私が不安そうにしているのに気付いたのか、エドワードは微笑んだ。
「アンジェのそばにいてくれればいいんだよ。目が覚めた時にミコトがいたら、きっと安心できるだろうから。あと、できればたまに汗を拭いてあげて」
できるかい? と、そう優しく聞かれて、私は頷くしかなかった。九尾ともあろうものが情けない。

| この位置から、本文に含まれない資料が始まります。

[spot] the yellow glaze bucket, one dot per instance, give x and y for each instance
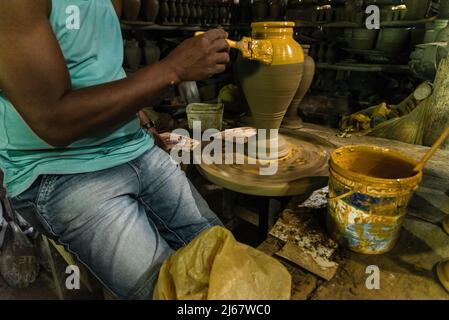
(369, 191)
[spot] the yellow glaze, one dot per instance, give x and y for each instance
(280, 34)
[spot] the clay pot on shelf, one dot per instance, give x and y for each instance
(152, 52)
(416, 9)
(118, 6)
(150, 9)
(133, 54)
(443, 273)
(393, 40)
(131, 9)
(362, 39)
(260, 9)
(269, 89)
(274, 9)
(444, 9)
(164, 12)
(292, 120)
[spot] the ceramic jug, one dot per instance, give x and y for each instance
(150, 9)
(131, 9)
(270, 88)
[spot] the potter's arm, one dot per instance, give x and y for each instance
(35, 78)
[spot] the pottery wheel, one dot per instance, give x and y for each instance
(304, 169)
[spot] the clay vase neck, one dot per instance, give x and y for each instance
(150, 9)
(131, 9)
(118, 6)
(269, 89)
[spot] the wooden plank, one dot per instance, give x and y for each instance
(324, 268)
(436, 173)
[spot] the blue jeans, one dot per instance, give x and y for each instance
(121, 223)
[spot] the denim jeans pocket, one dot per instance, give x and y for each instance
(29, 203)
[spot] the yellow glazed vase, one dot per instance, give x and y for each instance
(270, 88)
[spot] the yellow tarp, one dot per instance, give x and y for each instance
(214, 266)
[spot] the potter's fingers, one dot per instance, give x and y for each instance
(221, 58)
(220, 45)
(215, 34)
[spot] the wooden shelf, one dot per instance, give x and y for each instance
(142, 25)
(365, 67)
(348, 24)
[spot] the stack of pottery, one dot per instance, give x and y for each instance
(361, 38)
(444, 9)
(260, 9)
(393, 40)
(134, 10)
(433, 29)
(416, 9)
(133, 54)
(292, 120)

「……私は、アンジェが目を覚まして私を探しているといけないから、すぐに帰る。そして、エルと医者を待つ。それでいいんだな?」
「うん。ミコトは賢いね」
聞きようによっては馬鹿にされているような言葉だが、今はその言葉に安心した。大丈夫だ、と言われたような気がしたのだ。
「……じゃあ、急ぐから」
私は窓を開け、建物から飛び出した。
ここ、二階のエドワードの執務室から飛び降り、少し走って別の建物の屋根に飛び乗って屋根から屋根へと飛び移りつつ移動する。「え、ちょ、嘘!」といった意味のなさげな声が後ろから聞こえたが、引き止める言葉ではなかったので、気にしなくて大丈夫だろう。